What CatLABS should have said in post #435 is his personal preference is to shoot it at an exposure index of 250. ISO is a speed determined based on a specific set of criteria. HP5+ is a 400 ISO film. Whatever E.I. you choose to shoot it at is your own business.
Stone:
This makes sense - if you shoot for projection.
But if you shoot for prints, it is a two step process.
And when you expose the film, you are thinking about what you intend to do at the printing stage, to get the results you want.
Well seems like they could have designed it better years ago, but it was better for making money to make it complicated.
Anyway we shall see, I'll start with the VC paper someone suggested.
Ah, but modern technology does a fine job of producing average prints of average scenes.
Unfortunately, average scenes and average results make for boring photography.

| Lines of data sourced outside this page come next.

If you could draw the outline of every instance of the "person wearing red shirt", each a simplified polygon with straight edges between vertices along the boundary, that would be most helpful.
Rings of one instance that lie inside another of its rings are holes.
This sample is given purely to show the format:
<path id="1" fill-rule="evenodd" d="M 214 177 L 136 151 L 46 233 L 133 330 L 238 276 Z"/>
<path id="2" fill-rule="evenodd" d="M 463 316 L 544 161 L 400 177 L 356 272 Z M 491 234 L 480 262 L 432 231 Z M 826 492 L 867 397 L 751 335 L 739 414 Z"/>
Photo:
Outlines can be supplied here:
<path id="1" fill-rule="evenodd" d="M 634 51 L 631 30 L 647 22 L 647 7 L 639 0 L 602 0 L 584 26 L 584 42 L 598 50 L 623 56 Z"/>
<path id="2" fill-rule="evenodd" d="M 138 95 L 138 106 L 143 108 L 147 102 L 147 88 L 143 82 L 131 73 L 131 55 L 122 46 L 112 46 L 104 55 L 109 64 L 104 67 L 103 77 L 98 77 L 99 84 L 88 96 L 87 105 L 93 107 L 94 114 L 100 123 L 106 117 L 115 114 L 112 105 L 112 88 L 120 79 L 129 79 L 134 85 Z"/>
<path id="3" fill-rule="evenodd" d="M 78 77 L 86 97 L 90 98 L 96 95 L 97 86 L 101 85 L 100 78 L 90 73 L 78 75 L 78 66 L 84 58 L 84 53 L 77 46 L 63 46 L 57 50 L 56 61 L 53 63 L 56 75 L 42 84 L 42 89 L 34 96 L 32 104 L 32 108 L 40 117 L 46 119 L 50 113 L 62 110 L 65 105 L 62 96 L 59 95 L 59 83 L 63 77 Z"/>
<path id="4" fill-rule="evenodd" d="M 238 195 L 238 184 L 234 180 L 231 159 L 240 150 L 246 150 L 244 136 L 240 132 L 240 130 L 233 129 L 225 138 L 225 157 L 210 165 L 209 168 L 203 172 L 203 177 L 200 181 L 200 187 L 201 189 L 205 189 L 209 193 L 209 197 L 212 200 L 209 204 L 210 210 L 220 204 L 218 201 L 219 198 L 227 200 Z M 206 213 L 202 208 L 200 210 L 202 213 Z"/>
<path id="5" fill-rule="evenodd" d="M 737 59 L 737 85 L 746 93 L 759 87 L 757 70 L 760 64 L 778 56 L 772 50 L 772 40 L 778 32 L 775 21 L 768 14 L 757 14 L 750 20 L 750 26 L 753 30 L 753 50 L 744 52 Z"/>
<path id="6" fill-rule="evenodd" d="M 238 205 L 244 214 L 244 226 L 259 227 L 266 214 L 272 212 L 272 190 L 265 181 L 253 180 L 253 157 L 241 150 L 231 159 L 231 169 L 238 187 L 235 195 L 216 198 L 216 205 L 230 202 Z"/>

Nothing about what you post gives me the impression that your goal is to make boring photographs.
You should use your knowledge and skill and vision to get the information on to the negative in a form that can be extracted on to the paper in a way that creates magic.
You have probably seen the AA quote about the print being the music while the negative is the score.
The technology can get you to a print that is like the music from a bored but competent house band, while the skilled printer can produce a print that is like the music from a top level orchestra.
And by the way - printing is truly fun!
As an aside, 4x5 contacts on to 5x7 paper are quite nice, and very easy to handle.
And there is one environment where you can tailor your film to allow for invariably excellent, straight prints. That environment is the studio, provided that you spend some serious time and effort customizing the lighting to get the results exactly the way you need them. This is what the volume portrait photographers used to do - think graduation photos.
I don't see why you can't do the same thing in the world that you do in the studio... I dunno maybe I'm a fool, or maybe I haven't been corrupted by the scholastic ideas that limit imagination
I don't see why you can't do the same thing in the world that you do in the studio... I dunno maybe I'm a fool, or maybe I haven't been corrupted by the scholastic ideas that limit imagination
There is nothing standardized about printing at all, and there never will be. Give two printers, digital or darkroom, the same negative, and let them work it over until they are happy with the results. I guarantee you they will not look the same.